Banking and financial sector a "key partner" in Azerbaijan’s fight against child sexual exploitation and pornography

28 January 2010 [15:20] - TODAY.AZ
Banking and financial sector leaders will be asked to join the global fight against child exploitation and pornography if Azerbaijan agrees to ratify a Council of Europe treaty.
The government has already signed the 2007 Convention on the Protection of Children against Sexual Exploitation and Sexual Abuse, the Council of Europe said.

Experts from the Council of Europe, the region’s oldest political institution, are concerned by the ease with which sexually abusive images of children are purchased on-line.

The Internet Watch Foundation’s annual report, published in April 2009, revealed that some 1,500 websites worldwide are responsible for the online commerce in child pornography. Some 69% of the victims exploited in images or videos appeared to be under 10 years of age.

The Council of Europe sees ratification of its treaty as the “logical next step” to be taken by its 47 member states in the fight against the trade in child pornography.

If the convention is approved, banking and financial sector officials will join counterparts in information and communication technology and the tourism and travel industry in a partnership with national authorities.  It is designed to improve public-private sector coordination and to prevent business structures from being used to feed the child sex trade.
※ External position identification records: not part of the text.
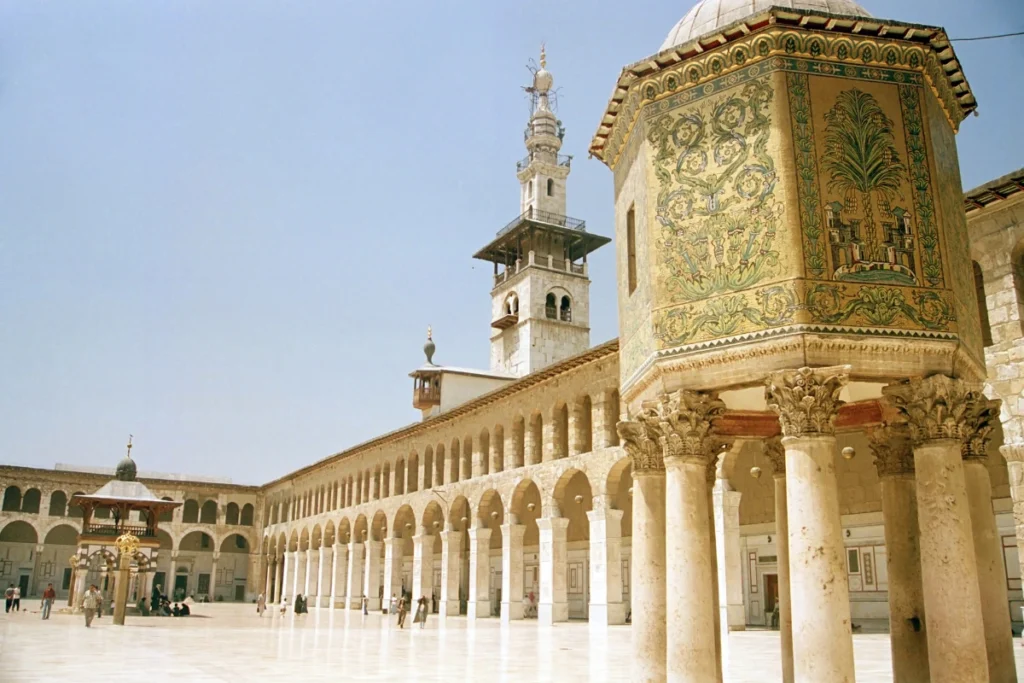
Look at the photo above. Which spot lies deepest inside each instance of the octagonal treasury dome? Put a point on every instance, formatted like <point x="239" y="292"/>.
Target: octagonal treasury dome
<point x="709" y="15"/>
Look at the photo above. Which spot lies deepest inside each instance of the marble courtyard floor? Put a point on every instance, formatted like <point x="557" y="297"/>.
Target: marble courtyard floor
<point x="230" y="643"/>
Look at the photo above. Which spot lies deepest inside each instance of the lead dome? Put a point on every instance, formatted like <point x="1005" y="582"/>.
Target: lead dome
<point x="709" y="15"/>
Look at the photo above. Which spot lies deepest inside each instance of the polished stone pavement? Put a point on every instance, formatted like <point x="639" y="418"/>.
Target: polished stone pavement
<point x="230" y="643"/>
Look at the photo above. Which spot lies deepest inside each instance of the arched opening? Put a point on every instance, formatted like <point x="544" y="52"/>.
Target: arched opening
<point x="189" y="512"/>
<point x="535" y="440"/>
<point x="439" y="465"/>
<point x="166" y="515"/>
<point x="75" y="511"/>
<point x="428" y="468"/>
<point x="484" y="452"/>
<point x="11" y="499"/>
<point x="414" y="470"/>
<point x="58" y="504"/>
<point x="455" y="459"/>
<point x="979" y="292"/>
<point x="208" y="513"/>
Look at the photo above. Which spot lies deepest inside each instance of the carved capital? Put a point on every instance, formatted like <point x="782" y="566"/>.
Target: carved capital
<point x="936" y="408"/>
<point x="807" y="399"/>
<point x="775" y="455"/>
<point x="893" y="450"/>
<point x="981" y="421"/>
<point x="686" y="424"/>
<point x="640" y="439"/>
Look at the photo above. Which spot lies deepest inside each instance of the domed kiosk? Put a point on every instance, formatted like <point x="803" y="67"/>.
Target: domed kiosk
<point x="793" y="260"/>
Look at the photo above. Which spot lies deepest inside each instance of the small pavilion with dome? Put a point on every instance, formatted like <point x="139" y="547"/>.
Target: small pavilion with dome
<point x="122" y="507"/>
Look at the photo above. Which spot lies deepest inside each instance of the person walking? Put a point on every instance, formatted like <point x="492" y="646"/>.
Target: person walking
<point x="402" y="610"/>
<point x="89" y="604"/>
<point x="48" y="596"/>
<point x="421" y="612"/>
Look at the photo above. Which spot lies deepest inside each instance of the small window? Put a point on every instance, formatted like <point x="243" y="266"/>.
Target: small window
<point x="565" y="310"/>
<point x="631" y="249"/>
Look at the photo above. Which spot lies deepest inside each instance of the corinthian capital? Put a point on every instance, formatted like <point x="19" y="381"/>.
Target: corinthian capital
<point x="686" y="424"/>
<point x="807" y="399"/>
<point x="640" y="439"/>
<point x="981" y="422"/>
<point x="892" y="449"/>
<point x="936" y="408"/>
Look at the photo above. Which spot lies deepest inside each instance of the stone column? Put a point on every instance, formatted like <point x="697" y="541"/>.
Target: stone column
<point x="479" y="572"/>
<point x="647" y="588"/>
<point x="907" y="635"/>
<point x="325" y="577"/>
<point x="423" y="565"/>
<point x="606" y="604"/>
<point x="512" y="535"/>
<point x="339" y="584"/>
<point x="807" y="402"/>
<point x="271" y="572"/>
<point x="372" y="575"/>
<point x="554" y="604"/>
<point x="730" y="561"/>
<point x="212" y="593"/>
<point x="938" y="410"/>
<point x="353" y="587"/>
<point x="451" y="564"/>
<point x="392" y="568"/>
<point x="988" y="546"/>
<point x="686" y="420"/>
<point x="776" y="456"/>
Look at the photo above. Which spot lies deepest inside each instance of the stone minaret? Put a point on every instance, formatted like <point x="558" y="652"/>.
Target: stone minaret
<point x="541" y="295"/>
“Private sector enterprises, particularly those related to the information and communication technology sectors, the banking and finance industry, and the travel and tourism sectors, are likely to be in contact with situations giving rise to sexual exploitation and abuse of children,” said the Council of Europe’s Deputy Secretary General Maud de Boer-Buquicchio at a conference last March in Toledo, Spain,.

The convention’s multi-agency approach requires the government to improve coordination between national education authorities, the health sector, social services, law enforcement and judicial authorities.

The treaty encourages law-makers to make sure that confidentiality rules “do not constitute an obstacle” to the reporting of suspected crimes. It also recommends that national law covers so-called ‘sex-tourism’ offences. This would allow courts to try nationals suspected of committing criminal offences against children in foreign countries where they escape prosecution by benefiting from legal loopholes or from the ‘blind eye’ of authorities.